FIG. 3 is a view similar to FIGS. 1 and 2 of another variation of the arrangement of a curved inductor where the inductor is approximately in the center of the tilting range;

FIG. 4 is a simplified top view of the coil of the inductor according to FIG. 3; and

FIG. 5 is a view similar to FIG. 3 of an exemplary embodiment where the lifting device is combined with the swiveling device.

DETAILED DESCRIPTION OF THE PREFERRED EMBODIMENTS

In the drawings, wherein like reference numerals indicate like parts throughout the several views, a furnace boiler 1 is provided with a refractory lining 2 and closed with a cover 3. A bath surface is plotted in a dotted line 4. A flat inductor 8 consists of an insulated, annular coil 9, an iron core 10 and a refractory jacket 11. All constructional features not necessary for the direct understanding of the invention, for example, electric circuit for the coil 9 or a cooling arrangement for the inductor, have been omitted.

The upper part of the flat inductor 8 is surrounded by a protective jacket 12. The inductor 8 is held in a swiveling bearing 13, which is connected with a carrier plate 14. A regulating device 15 is arranged between the flat inductor 8 and the carrier plate 14, the regulating device 15 being designed as a hydraulic cylinder in this example. A discharge opening 16 is also represented in FIG. 1. The additional fastening of the flat inductor 8 is effected by means of a support 5 which is connected with a carriage 6. This carriage is mechanically, hydraulically or pneumatically guided in the vertical direction with a column sleeve 7 in a known manner. The swiveling attachment of the flat inductor 8 makes it possible to guide the inductor 8 on the bath surface 4 from the top always in the horizontal position corresponding to the bath surface 4 and to readjust it to the bath surface by swiveling during the tilting process. The refractory jacket 11 is thin because the liquid metal is repelled from the inductor 8 under the effect of the electro-magnetic alternating field. A direct contact of the refractory jacket 11 with the liquid metal can thus be almost entirely prevented.

The design according to FIG. 2 shows a curved inductor 17 with an insulated coil 18 and an iron yoke 19. The inductor 17 is protected by a refractory jacket 20 and connected with the support 5 by means of a fastening arrangement 21, which support 5 can be guided in vertical direction in accordance with FIG. 1. The refractory jacket 20 is comparatively thin as is the refractory jacket 11 according to FIG. 1. This inductor 17 can operate without horizontal readjustment with not too large a tilting angle of the furnace.

In FIG. 3, an additional exemplary embodiment corresponds essentially to that according to FIG. 2, but the curved inductor 17 is inclined opposite to the direction towards the discharge opening.
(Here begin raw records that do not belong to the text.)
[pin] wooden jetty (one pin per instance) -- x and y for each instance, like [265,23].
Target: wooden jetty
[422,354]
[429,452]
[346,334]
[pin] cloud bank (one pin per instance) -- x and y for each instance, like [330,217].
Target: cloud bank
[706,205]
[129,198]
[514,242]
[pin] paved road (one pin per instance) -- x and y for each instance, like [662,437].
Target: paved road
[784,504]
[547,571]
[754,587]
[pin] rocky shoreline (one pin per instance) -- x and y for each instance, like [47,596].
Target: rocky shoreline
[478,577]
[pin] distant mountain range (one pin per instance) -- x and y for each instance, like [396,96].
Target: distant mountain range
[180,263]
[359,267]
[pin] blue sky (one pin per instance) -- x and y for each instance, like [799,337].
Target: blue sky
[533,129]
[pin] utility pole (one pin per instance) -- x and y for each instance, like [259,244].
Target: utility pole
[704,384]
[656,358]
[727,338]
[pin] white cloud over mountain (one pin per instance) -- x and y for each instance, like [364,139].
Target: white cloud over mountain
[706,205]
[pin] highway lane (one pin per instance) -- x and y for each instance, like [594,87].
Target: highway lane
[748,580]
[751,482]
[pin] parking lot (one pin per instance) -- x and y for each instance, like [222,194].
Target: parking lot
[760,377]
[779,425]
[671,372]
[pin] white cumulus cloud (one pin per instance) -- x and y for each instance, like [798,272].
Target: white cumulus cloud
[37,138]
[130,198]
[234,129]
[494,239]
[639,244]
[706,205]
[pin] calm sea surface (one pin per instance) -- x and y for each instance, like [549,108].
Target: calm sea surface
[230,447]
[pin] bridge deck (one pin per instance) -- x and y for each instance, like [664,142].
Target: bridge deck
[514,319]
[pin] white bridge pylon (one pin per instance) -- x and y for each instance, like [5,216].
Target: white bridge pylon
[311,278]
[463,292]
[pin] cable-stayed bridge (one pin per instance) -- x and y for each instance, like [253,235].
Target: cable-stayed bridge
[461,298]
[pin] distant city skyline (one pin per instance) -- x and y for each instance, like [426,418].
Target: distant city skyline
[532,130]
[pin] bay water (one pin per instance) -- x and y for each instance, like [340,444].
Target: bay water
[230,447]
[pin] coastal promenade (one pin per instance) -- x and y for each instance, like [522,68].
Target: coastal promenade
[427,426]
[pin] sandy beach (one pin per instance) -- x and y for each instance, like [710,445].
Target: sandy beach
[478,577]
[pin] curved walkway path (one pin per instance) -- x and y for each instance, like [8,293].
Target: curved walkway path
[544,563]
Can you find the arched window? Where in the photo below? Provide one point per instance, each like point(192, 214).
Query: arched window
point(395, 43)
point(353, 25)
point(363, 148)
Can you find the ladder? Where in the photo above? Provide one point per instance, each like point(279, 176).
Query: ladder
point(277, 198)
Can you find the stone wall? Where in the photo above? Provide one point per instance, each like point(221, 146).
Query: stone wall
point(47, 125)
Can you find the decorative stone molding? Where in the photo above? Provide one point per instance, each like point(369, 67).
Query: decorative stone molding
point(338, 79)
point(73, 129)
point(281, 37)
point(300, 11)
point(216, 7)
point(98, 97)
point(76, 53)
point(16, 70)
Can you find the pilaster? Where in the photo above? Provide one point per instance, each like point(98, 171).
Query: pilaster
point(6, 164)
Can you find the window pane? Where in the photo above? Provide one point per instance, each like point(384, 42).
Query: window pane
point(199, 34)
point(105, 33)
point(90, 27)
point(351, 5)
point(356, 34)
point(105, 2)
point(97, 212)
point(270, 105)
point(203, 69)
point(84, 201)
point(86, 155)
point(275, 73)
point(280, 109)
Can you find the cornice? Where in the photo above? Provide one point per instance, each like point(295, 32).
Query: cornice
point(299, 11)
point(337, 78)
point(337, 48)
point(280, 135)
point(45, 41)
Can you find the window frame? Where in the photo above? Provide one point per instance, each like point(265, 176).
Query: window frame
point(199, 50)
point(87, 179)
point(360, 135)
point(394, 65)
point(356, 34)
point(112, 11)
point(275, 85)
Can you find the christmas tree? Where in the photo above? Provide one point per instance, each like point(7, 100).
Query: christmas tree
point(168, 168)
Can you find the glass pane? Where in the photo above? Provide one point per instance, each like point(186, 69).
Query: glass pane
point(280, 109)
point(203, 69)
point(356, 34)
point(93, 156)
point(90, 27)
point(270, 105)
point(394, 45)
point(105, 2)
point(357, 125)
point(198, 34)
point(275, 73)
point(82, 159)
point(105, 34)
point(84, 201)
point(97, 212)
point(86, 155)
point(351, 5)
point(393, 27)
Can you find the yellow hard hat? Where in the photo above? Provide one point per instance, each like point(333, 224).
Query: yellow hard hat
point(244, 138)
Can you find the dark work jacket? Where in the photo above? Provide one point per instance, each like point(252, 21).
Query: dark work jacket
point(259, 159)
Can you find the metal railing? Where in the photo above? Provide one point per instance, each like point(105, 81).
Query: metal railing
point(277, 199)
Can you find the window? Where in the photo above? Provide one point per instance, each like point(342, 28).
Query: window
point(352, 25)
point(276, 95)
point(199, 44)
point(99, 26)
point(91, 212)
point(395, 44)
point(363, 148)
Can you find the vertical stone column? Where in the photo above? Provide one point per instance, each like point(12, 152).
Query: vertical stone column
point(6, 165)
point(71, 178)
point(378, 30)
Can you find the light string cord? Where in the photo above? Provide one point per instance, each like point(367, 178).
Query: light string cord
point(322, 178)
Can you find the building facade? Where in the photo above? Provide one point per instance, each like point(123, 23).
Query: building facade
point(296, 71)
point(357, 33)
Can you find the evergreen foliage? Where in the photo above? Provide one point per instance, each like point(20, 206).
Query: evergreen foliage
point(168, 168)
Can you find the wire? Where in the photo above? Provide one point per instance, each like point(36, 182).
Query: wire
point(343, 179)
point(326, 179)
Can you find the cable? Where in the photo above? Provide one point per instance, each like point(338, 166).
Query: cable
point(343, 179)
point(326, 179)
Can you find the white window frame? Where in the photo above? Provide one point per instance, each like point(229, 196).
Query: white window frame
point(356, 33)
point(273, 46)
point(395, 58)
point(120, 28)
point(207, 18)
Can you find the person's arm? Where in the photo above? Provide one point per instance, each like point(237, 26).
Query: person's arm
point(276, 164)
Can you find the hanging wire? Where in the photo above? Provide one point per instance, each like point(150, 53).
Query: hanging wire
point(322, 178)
The guiding system of the inductor 17 is actually designed in a similar way to that in FIG. 1, but the column sleeve 7 is fastened on a wedge-shaped plate 22. Thus, an inclined position of the inductor 17 is produced so that the inductor 17 is level approximately in the center of the tilting range.

In FIG. 4, the insulated coil 18 of FIG. 3 is shown in a top view in a simplified manner. The tilting direction of the furnace is marked by an arrow 23. The oblong shape of the coil 18 makes it possible that the distance error of the edges of the inductor 17 to the bath occurring with the tilting is not large owing to the small width of the coil 18. This constructional design makes sure of the correct operation of the inductor 17 also in the tilted condition without any readjustment.
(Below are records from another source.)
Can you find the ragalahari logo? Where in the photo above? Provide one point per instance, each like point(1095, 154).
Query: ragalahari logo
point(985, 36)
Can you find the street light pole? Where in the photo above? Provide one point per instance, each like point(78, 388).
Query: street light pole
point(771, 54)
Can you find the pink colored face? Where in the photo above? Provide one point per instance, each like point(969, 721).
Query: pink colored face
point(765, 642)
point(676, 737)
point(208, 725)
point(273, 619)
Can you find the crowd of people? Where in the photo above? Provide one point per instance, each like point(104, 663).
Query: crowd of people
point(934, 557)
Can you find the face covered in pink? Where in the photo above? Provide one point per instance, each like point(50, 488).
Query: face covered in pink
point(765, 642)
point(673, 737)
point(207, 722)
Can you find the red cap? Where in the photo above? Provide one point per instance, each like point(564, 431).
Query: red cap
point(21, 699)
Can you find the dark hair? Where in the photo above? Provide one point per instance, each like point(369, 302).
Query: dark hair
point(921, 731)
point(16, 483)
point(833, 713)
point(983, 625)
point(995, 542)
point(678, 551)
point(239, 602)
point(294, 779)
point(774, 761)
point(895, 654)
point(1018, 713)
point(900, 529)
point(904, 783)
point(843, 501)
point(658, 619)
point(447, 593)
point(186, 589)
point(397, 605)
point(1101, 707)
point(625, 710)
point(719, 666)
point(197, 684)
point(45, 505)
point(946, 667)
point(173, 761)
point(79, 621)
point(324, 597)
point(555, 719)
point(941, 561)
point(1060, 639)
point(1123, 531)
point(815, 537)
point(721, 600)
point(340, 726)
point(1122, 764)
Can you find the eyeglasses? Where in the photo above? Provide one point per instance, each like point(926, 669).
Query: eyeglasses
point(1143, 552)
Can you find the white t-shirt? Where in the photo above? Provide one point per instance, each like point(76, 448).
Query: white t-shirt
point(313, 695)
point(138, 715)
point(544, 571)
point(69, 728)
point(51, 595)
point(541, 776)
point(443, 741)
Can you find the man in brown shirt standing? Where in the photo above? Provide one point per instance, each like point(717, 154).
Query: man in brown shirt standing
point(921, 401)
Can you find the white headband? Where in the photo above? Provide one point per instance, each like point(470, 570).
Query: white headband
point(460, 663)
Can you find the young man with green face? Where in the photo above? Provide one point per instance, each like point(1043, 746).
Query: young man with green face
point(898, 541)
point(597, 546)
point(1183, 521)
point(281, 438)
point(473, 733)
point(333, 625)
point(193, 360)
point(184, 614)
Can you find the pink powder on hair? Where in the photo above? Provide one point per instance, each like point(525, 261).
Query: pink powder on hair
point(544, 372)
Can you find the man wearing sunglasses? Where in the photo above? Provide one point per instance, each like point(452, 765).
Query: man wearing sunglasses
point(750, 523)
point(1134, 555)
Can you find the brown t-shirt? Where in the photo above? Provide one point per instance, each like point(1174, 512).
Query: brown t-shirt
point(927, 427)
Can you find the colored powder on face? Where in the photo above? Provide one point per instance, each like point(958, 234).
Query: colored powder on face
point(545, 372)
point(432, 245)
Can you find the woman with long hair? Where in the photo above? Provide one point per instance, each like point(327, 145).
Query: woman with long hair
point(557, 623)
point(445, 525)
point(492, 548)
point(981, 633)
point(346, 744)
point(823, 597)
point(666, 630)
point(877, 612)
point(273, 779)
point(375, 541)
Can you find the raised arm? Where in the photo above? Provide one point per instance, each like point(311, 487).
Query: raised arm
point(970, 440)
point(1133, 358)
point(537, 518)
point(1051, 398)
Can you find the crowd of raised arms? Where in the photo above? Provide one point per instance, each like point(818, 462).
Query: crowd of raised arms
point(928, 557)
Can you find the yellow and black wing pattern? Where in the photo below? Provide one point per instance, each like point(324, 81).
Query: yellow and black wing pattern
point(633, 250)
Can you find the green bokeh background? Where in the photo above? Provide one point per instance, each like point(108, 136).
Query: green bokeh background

In FIG. 5, a column sleeve 7' is designed as a swiveling device. It has a circular shape whereby the center of the circle is in the area of the discharge opening 16. The column sleeve 7' can also have other expedient shapes. For example, it can have partially a straight line.
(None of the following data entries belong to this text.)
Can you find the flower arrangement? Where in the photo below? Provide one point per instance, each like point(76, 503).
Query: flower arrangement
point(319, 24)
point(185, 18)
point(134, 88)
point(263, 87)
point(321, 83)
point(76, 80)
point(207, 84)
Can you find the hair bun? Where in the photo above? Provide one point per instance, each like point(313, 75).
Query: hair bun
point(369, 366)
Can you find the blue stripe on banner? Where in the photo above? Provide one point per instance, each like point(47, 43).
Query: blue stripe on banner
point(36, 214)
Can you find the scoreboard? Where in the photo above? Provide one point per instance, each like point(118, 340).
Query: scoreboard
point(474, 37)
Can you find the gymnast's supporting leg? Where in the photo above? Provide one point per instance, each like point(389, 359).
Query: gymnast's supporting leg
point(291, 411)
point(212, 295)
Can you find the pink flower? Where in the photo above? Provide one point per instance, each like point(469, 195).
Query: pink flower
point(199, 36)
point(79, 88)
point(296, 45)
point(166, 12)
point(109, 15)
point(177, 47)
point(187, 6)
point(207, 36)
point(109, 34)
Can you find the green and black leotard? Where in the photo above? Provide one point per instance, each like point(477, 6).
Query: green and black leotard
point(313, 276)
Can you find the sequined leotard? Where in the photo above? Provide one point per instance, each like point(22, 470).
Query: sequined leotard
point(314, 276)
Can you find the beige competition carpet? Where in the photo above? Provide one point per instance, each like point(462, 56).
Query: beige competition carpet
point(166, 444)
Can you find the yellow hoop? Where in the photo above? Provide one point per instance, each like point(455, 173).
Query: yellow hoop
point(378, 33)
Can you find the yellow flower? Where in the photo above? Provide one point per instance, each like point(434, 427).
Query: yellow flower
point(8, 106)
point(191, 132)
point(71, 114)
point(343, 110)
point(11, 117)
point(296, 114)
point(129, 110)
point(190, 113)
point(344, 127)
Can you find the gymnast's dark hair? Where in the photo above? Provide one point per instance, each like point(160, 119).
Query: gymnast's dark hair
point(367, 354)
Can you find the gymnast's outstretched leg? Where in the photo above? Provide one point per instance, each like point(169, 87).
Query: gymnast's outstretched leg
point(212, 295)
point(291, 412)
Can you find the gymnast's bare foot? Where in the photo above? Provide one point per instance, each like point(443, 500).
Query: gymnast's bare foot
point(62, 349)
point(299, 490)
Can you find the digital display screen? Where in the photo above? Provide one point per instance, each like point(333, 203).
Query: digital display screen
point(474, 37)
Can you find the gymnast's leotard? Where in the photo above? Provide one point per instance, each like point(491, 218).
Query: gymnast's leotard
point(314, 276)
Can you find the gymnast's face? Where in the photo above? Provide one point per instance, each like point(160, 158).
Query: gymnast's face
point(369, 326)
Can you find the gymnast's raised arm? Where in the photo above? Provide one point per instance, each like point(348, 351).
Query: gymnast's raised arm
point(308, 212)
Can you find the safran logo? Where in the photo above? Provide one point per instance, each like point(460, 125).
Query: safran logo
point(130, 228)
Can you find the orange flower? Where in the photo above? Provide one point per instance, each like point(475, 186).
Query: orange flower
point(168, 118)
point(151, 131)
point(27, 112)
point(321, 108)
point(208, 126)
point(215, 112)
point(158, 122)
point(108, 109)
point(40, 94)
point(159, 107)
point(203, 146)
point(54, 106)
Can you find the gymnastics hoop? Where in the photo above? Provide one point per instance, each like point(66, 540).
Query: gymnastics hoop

An induction furnace can also contain several inductors 8, 17. The desired coupling distance of one or several inductors towards the bath surface 4 or the immersion depth can be automatically adjusted by, for example, measuring the electrical values which are dependent on the immersion depth and forming a signal from these measured values which affects a control system adjusting the level of the inductors in a known way.

The inductors can be supplied with line frequency or center frequency. In order to achieve special agitating effects, the inductors can also be built with known traveling field windings.

In the case of the inductors not touching the metal, the refractory jacket can even be entirely omitted, whereby a more favorable coupling is obtained between the coil and the bath, besides the simplification of the construction and the increased economy.

There is also the possibility that the inductor, particularly the flat inductor 8, is designed of such a size that it fills the entire or at least almost the entire inner horizontal cross-section of the refractory lining 2 of the furnace boiler 1. In this way, it can also be prevented at a relatively high output that the metal come up.

Obviously, numerous modifications and variations of the present invention are possible in light of the above teachings. It is therefore to be understood that within the scope of the appended claims, the invention may be practiced otherwise than as specifically described herein.

Claims

1. A process for the heating and/or melting in an induction furnace which contains a melting charge having a surface and which contains a boiler in which there is at least one inductor having only electrically nonconductive material positioned between said conductor and said melting charge, comprising the steps of:

directly heating the melting charge from above by the inductor through which an alternating current flows, said heating resulting from the direct interaction of said alternating current and said melting charge; and lowering the inductor below said surface but only to a depth in which the rejecting power of the electro-magnetic field of the inductor caused by electric current flowing through it holds the melting charge away from the inductor.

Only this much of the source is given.